Se da piccoli non ci sentiamo considerati come individui sessuati (uomo – donna), per esempio quando ci vien detto “non sei come tuo fratello” o “non vali nulla come uomo – o come donna” o ancora “non sei come tuo padre” o “non sei bella come…”,  il sentimento della tristezza si erge a nostra difesa e trasforma tale stato attraverso il pianto, che ne rappresenta l’emozione, ristabilendo l’equilibrio. Il pianto a singhiozzo, che fa muovere il diaframma, è liberatorio, è catartico, soprattutto quando viene accolto e non giudicato. Ci fa sentire più leggeri, ci fa respirare meglio, a pieni polmoni, soprattutto se accompagnato dalle carezze che ci fanno sentire quanto è grande la considerazione che i nostri genitori hanno di noi come individui sessuati, rafforzando la nostra energia sessuale, cioè la nostra identità sessuata, come uomini o come donne, e poi anche come maschi o femmine. L’energia sessuale, che ci accompagna per tutta la vita, viene prodotta fondamentalmente e costantemente dalla considerazione che i genitori hanno di noi, dalle carezze, dalla libertà di piangere e di lamentarci di ciò che non va. Il lamento è un’altra emozione primaria legata a questo sistema energetico.

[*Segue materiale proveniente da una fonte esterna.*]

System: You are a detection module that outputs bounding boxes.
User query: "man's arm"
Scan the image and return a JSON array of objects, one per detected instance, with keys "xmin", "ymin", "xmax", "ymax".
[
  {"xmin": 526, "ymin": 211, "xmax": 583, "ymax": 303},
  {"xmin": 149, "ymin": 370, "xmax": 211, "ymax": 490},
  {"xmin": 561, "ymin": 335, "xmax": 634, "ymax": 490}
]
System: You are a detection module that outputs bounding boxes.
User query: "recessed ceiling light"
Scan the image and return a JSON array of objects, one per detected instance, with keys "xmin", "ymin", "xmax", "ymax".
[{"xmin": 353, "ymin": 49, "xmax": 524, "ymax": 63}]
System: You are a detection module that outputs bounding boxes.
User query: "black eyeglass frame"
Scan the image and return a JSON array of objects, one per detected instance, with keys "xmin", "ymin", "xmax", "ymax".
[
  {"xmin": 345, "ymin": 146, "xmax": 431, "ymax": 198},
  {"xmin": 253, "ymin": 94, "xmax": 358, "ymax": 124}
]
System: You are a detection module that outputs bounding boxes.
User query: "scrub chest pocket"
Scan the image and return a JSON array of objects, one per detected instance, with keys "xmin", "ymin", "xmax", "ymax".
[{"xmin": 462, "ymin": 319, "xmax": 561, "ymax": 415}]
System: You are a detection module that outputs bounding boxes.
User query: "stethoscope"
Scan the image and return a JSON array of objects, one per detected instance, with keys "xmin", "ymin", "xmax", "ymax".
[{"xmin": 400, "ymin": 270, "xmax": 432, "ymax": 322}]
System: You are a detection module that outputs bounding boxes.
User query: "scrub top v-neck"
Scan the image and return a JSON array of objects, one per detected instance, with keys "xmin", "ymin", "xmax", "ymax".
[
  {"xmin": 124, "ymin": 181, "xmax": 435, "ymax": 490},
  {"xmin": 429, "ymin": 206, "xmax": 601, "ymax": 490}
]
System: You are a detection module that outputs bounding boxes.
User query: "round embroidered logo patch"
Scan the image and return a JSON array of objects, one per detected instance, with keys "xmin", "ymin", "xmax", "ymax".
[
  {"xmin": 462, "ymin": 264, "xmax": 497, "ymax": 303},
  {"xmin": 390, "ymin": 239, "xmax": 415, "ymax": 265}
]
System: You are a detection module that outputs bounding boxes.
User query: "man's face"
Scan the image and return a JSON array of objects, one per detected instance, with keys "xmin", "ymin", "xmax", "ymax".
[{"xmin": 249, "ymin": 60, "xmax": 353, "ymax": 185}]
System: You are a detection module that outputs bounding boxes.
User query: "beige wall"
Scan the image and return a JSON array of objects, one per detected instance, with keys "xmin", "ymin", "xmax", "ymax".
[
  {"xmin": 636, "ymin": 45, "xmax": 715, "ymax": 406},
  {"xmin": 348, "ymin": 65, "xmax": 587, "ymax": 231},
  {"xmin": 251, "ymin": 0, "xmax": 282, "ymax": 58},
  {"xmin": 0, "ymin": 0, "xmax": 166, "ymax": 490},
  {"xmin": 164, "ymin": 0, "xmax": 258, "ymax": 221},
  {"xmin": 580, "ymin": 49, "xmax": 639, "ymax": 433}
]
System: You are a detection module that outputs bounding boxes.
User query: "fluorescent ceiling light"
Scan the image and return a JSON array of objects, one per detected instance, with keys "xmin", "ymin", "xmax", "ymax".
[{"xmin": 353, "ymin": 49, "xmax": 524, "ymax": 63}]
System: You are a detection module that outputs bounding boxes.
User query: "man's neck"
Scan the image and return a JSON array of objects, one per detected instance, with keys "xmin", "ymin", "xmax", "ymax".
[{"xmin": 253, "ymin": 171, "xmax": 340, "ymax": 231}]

Ogni volta che la mente interviene e noi non piangiamo, non facciamo altro che bloccare l’attività energetica di tutto un sistema composto dal Polmone, l’Intestino crasso e le ghiandole sessuali, determinando inizialmente tensioni nella parte alta della schiena, tra le scapole, e nella zona sacrale- coccigea, e successivamente secchezza della pelle fino a problemi respiratori veri e propri, per citarne alcuni. La mente a cui mi riferisco è quel complesso di informazioni rivenienti dall’educazione, dall’ambiente sociale, dalla cultura dominante, dalla morale…, che determinano, insieme all’esperienza vissuta, la “forma mentis” di ogni individuo.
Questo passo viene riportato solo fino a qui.